Das Mathe-Abitur in Berlin war zu schwer, heißt es auf der Petitions-Plattform Change.org mit einem Ausrufezeichen dahinter. Jenes in Hamburg auch, erfährt man beim Weiterblättern, in Bayern und Baden-Württemberg ebenfalls, in Hessen und Sachsen gleichermaßen. Zählt man durch, erweist sich: Zu jedem Bundesland gibt es auf der Plattform eine Mathe-Petition, allesamt ähneln sich auffällig in der Benennung des Problems („Aufgaben zu komplex“), nur in der Dramatisierung wird variiert.
In Bayern habe „blankes Entsetzen“ geherrscht“, in Mecklenburg-Vorpommern sei es „ein absoluter Schlag ins Gesicht“ gewesen. Gefordert wird gleichlautend „Notenanpassung“ und „Hochstufung“.
Verwunderlich ist diese Schablonenhaftigkeit nicht, denn alle Petitionen wurden von derselben Person (oder derselben KI?) eingereicht, und zwar am 31. März und dem 1. April, also für viele Bundesländer weit vor dem Datum der schriftlichen Prüfungen – in Rheinland-Pfalz, das besonders früh dran ist, deutlich zu spät. Kurzum: Aus der Existenz dieser von irgendwem kettengenerierten Petitionen lässt sich rein nichts über das Mathe-Abitur 2025 ableiten. Kann wenigstens die Anzahl der Unterschriften einen Hinweis geben?
Die meisten liegen im dreistelligen Bereich, einige im niedrig vierstelligen, nur für das kleine Saarland werden mehr als 18.000 Unterschriften gezählt. Das ist sonderbar, denn dort machen jährlich nur etwa 3000 Schüler die allgemeine Hochschulreife.
Das „N-Wort“ ohne Vorwarnung
Ein Verdacht kommt auf. Wenn bei derart großem Aufwand so wenig Valides herauskommt: War das Mathe-Abi 2025 vielleicht sogar zu leicht? Gut weg kommen bei den Petitionen auch andere Fächer nicht. So wird auf Change.org die „Anpassung der Bewertung des Thüringer Englisch-Abitur [sic!] 2025“ gefordert. In der Prüfung sei der Begriff „Gentrifizierung“ zentral gewesen, komme aber nicht im Lehrplan vor. Daher: Zusatzpunkte! Knapp 500 „verifizierte Unterschriften“ werden gezählt, „Kathrin, Berlin“ lädt in einem Kommentar dazu ein, diesen Aufruf auch auf „petitionpromotion.com“ einzustellen, für mehr „Outreach“.
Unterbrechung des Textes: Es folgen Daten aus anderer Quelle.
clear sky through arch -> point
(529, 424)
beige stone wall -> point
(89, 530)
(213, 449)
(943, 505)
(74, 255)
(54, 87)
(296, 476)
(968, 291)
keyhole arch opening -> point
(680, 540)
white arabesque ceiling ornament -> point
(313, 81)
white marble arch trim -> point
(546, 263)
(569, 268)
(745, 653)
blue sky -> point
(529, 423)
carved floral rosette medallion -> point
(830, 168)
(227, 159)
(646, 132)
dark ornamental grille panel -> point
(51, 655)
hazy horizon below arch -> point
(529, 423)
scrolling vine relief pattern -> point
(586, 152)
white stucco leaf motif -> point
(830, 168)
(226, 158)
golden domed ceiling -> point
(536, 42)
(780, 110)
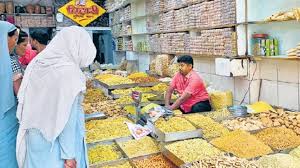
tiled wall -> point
(275, 81)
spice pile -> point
(174, 124)
(242, 145)
(103, 153)
(279, 138)
(112, 128)
(210, 128)
(142, 147)
(157, 161)
(192, 150)
(223, 162)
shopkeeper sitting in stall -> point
(190, 86)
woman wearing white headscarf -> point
(8, 102)
(51, 133)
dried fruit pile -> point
(289, 120)
(112, 128)
(123, 165)
(103, 153)
(162, 87)
(242, 145)
(223, 162)
(144, 79)
(210, 128)
(157, 161)
(247, 124)
(279, 138)
(110, 108)
(142, 147)
(129, 91)
(111, 80)
(193, 150)
(296, 152)
(174, 124)
(218, 115)
(94, 96)
(279, 161)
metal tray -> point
(176, 136)
(173, 158)
(95, 116)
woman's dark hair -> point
(41, 36)
(10, 34)
(186, 59)
(22, 36)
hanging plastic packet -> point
(138, 131)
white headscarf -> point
(51, 83)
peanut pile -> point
(242, 144)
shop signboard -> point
(82, 12)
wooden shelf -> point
(258, 58)
(267, 22)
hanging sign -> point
(82, 12)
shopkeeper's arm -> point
(181, 100)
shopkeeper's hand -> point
(70, 163)
(168, 107)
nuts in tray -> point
(129, 91)
(103, 153)
(242, 144)
(279, 138)
(157, 161)
(122, 165)
(112, 80)
(147, 79)
(94, 96)
(247, 124)
(162, 87)
(218, 115)
(137, 75)
(296, 152)
(210, 128)
(278, 161)
(223, 162)
(289, 120)
(110, 108)
(101, 130)
(142, 147)
(128, 99)
(174, 124)
(192, 150)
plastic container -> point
(2, 8)
(9, 7)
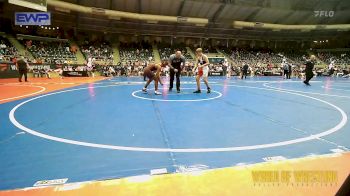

Auf besagter Website findet man nicht den Thüringer Aufruf, dafür aber eine Petition aus Nordrhein-Westfalen, in der exakt dieselbe Problemlage, zum Teil wortgleich geschildert wird. Ist das noch Copy and Paste oder schon ChatGPT? Ergänzt wird noch, dass in einem Vorlagetext „das rassistische N-Wort . . . ohne Vorwarnung“ vorgekommen sei. 12.000 Unterschriften sprangen dabei heraus, was Spiegel-Online eine Nachfrage beim nordrhein-westfälischen Schulministerium wert war, das sich tapfer verteidigt.
Das „N-Wort“ werde von der schwarzen Autorin des Vorlagetextes gezielt und in Anführungszeichen verwendet, sein Weglassen hätte die Intention verfälscht.
Welcher Erkenntnisgewinn bleibt nun von dieser petitionsmedialen Aufbereitung des Abiturs 2025? Eigentlich keiner, außer dem, dass die Petitionsschwemme inzwischen so unvermeidbar zur Folklore zu gehören scheint wie der Abi-Gag. Der Nachweis einer tatsächlichen Schieflage wird künftig leichter untergehen.